Обратим внимание, что в августе 1914 г. еще одним субъектом действий в отношении имущества стали жители приграничных территорий Российской империи, которые переходили границу и грабили оставленные немецкие селения. Об этом в одном из донесений, например, упоминал полковник А. М. Крымов[143], а военный врач З. Г. Френкель, в августе 1914 г. служивший в 1-м армейском корпусе (2-я армия), с которым побывал районе Илово – Зольдау, вспоминал: «Противник спешно очистил не только нашу пограничную область, но и все близкие к границе свои населенные пункты. Возвратившееся население польских деревень устремилось в немецкие безлюдные поселки, и мы видели по всем дорогам, как поляки всех возрастов несли из покинутых немцами домов всякую утварь, гнали свиней и скот»[144].

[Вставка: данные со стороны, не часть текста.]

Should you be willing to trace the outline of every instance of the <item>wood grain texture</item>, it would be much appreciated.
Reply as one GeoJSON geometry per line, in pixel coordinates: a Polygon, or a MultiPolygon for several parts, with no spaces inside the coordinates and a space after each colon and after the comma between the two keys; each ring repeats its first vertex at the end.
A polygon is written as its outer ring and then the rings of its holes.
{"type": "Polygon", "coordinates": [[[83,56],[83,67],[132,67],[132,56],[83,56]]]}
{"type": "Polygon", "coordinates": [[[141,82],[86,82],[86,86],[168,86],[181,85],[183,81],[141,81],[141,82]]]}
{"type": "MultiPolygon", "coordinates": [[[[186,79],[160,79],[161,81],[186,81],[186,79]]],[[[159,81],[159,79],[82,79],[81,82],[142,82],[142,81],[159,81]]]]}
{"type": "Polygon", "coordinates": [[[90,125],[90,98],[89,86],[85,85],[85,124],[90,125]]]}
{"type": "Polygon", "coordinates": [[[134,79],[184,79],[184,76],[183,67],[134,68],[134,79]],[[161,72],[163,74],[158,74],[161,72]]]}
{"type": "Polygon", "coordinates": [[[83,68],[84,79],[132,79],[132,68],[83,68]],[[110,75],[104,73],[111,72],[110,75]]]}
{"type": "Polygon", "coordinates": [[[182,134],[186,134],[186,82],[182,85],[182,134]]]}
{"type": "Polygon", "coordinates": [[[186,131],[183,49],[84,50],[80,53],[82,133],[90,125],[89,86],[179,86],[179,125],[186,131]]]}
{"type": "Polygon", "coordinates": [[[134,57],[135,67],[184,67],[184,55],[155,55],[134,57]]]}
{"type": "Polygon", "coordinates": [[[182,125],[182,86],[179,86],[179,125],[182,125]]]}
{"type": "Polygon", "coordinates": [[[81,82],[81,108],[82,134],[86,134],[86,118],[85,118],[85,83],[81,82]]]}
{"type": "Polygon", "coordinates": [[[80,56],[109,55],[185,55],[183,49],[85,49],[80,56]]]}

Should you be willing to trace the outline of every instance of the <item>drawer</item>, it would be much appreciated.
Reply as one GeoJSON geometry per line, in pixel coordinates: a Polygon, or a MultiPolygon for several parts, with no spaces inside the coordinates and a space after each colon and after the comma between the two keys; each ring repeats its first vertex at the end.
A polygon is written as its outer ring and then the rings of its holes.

Это обстоятельство было известно властям, а в начале сентября сувалкский губернатор Н. Н. Куприянов поставил вопрос о том, чтобы бесхозных коней свозить в Вержболово для образования конского запаса. Другими словами, проблема заключалась вовсе не в факте разграбления, а в том, чтобы это имущество поставить на службу армии, т. е. опять вопрос сводился к пресечению самовольного поведения и обеспечении порядка. К слову, 3 сентября (20 августа) губернатор получил соответствующее разрешение от Н. А. Данилова[145]. В этот же день П. К. фон Ренненкампф, готовя свою армию к обороне перед ожидающимся наступлением противника, распорядился в том числе «угнать весь скот и лошадей, находящихся перед фронтом»[146]. Причем П. А. Аккерман свидетельствовал: «<…> левый фланг армии, наиболее пострадавший, тем не менее умудрился пригнать, отходя спешно, от десяти до пятнадцати тысяч голов скота. Я своими глазами видел стада, и не малые (голов до шестисот), типичных, белых с черными пятнами, голландок из Восточной Пруссии»[147]. В эти же дни во время отступления частей 10-й русской армии был разграблен приграничный город Просткен: отходящие солдаты и жители деревень по российскую сторону границы угнали весь скот и лошадей, 272 жителя были депортированы в Россию, 19 убиты, а остальные бежали. Почти все дома были сожжены[148].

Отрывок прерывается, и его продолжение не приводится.